Le sujet que voulait traiter Sally Gardner était bon, mais je ne pense pas que la façon dont elle l’a détourné soit la meilleure.
Dans un premier temps, je n’ai pas compris le but de ce roman. Où voulait en venir l’auteure ? Elle mélange bon nombre de sujets différents, pour à la fin, essayer de n’en regrouper qu’un… c’est trop brouillon, c’est trop tout simplement. Entre la dyslexie du jeune homme, le monde imaginaire qu’il s’invente, l’univers propagandiste dans lequel ils évoluent, l’inégalité, le totalitarisme… on s’écarte du sujet de base, c’est vraiment dommage.

L’écriture de Sally Gardner m’a également gêné. Je l’ai trouvé très crue, sans sentiments (cf les nombreux meurtres qu’elle décrit, où l’on ne ressent aucun climat particulier, comme si tout était normal), ce qui a eu le don de m’horrifier, voire de me choquer.

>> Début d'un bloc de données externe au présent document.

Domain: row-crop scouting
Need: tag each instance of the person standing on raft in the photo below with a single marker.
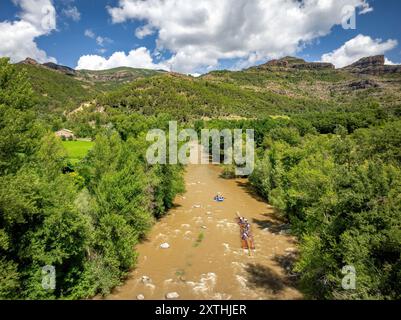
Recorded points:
(245, 228)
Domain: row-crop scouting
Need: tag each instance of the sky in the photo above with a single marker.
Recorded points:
(197, 36)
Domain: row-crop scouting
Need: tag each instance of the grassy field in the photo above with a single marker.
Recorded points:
(77, 150)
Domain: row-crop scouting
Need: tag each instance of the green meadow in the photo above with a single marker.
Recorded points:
(77, 150)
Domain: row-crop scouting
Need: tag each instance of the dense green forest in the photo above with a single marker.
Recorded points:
(84, 221)
(340, 191)
(328, 158)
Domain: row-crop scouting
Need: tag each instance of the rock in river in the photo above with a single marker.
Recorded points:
(165, 245)
(172, 295)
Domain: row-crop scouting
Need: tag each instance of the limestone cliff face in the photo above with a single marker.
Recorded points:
(373, 66)
(289, 63)
(63, 69)
(49, 65)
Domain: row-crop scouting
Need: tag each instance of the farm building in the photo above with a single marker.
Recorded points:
(66, 134)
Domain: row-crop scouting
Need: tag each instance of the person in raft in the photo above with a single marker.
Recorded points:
(245, 232)
(219, 197)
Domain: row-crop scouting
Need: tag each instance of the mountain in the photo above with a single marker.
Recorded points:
(295, 63)
(61, 89)
(278, 87)
(374, 66)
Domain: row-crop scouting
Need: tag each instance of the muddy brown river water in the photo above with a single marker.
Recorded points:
(205, 259)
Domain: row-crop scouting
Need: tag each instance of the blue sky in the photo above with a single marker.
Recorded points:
(198, 37)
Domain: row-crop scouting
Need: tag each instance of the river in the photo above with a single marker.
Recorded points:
(205, 259)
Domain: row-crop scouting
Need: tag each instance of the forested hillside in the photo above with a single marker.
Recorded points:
(328, 159)
(85, 222)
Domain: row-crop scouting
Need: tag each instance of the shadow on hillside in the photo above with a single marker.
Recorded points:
(250, 190)
(265, 278)
(262, 277)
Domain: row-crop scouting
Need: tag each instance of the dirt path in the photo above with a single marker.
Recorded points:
(205, 260)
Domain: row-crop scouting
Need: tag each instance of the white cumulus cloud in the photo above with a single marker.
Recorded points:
(72, 13)
(17, 38)
(138, 58)
(359, 47)
(201, 33)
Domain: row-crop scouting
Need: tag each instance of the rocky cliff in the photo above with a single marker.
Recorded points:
(373, 66)
(288, 63)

L’atmosphère est étrange tout au long du livre, les contours du récit sont restés flous dans ma tête ; je lisais sans réellement lire, rien n’a attiré mon attention.

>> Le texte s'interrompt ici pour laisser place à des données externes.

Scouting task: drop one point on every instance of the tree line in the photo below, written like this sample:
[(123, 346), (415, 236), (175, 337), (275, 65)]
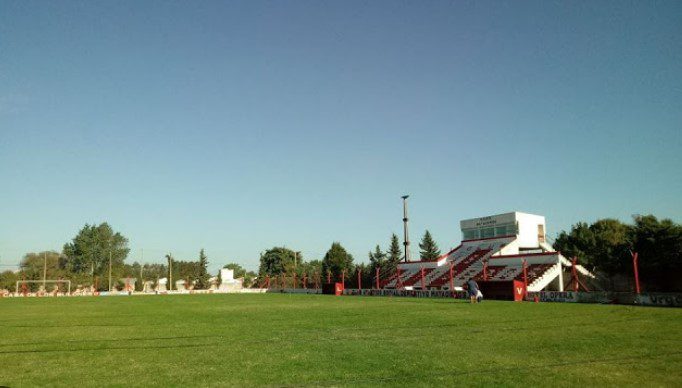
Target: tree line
[(338, 264), (606, 246)]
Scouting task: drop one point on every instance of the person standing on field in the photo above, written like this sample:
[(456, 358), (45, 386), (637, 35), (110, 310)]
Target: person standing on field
[(472, 287)]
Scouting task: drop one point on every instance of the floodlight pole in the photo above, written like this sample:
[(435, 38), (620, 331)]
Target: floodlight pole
[(406, 242), (635, 265), (110, 271), (45, 271)]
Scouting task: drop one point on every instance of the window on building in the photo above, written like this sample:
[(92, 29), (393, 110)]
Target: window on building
[(487, 232)]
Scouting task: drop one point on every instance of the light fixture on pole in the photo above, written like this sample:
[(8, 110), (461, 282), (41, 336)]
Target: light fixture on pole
[(406, 242)]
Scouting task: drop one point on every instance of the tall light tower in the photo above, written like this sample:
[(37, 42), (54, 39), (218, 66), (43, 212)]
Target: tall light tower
[(406, 242)]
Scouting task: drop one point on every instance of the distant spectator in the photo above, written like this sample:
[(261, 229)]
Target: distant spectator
[(472, 287)]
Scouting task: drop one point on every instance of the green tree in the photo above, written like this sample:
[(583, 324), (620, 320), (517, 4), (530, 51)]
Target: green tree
[(428, 248), (8, 280), (602, 246), (90, 250), (659, 246), (202, 278), (336, 260), (241, 272), (278, 260)]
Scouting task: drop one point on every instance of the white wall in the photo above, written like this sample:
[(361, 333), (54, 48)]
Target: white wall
[(528, 229)]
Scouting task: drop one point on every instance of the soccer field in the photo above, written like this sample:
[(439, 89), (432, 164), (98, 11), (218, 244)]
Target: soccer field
[(311, 340)]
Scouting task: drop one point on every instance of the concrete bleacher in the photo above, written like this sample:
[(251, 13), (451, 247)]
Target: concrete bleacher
[(503, 252)]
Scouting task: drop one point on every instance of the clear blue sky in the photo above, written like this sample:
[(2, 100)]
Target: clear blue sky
[(238, 126)]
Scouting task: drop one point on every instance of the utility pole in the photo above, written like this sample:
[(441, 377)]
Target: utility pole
[(109, 270), (406, 242), (45, 271), (170, 274), (141, 268)]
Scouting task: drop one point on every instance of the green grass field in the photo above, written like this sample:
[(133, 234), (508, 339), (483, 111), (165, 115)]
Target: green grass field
[(310, 340)]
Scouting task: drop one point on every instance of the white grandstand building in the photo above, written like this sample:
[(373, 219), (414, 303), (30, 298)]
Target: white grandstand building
[(493, 248)]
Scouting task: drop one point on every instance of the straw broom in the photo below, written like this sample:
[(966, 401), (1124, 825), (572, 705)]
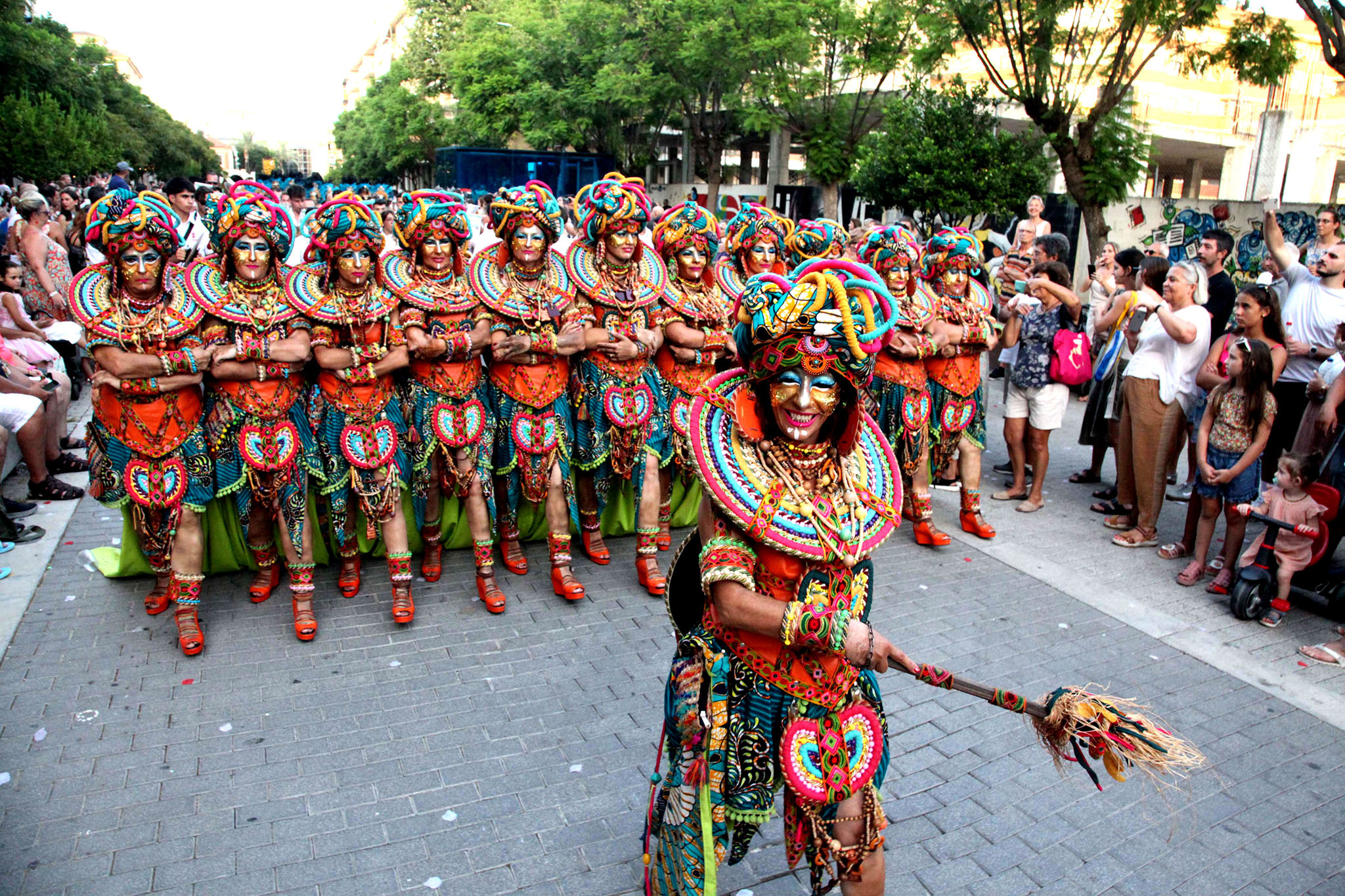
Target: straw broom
[(1075, 725)]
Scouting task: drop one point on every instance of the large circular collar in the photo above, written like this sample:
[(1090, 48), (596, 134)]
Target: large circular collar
[(307, 292), (400, 276), (581, 263), (92, 304), (491, 285), (208, 285), (749, 495)]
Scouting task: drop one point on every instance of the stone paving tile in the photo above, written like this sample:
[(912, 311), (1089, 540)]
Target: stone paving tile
[(340, 766)]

Je préfère être franche et vous dire que vous pouvez passer à côté de ce roman. Ce n’est pas qu’il est mauvais, loin de là, mais je ne le trouve pas complètement fini, on dirait qu’il est encore en construction, comme si ces épreuves non corrigées (qui vont constituer le livre), n’étaient qu’un brouillon du futur roman…
Je vais rapidement l’oublier, c’est une certitude.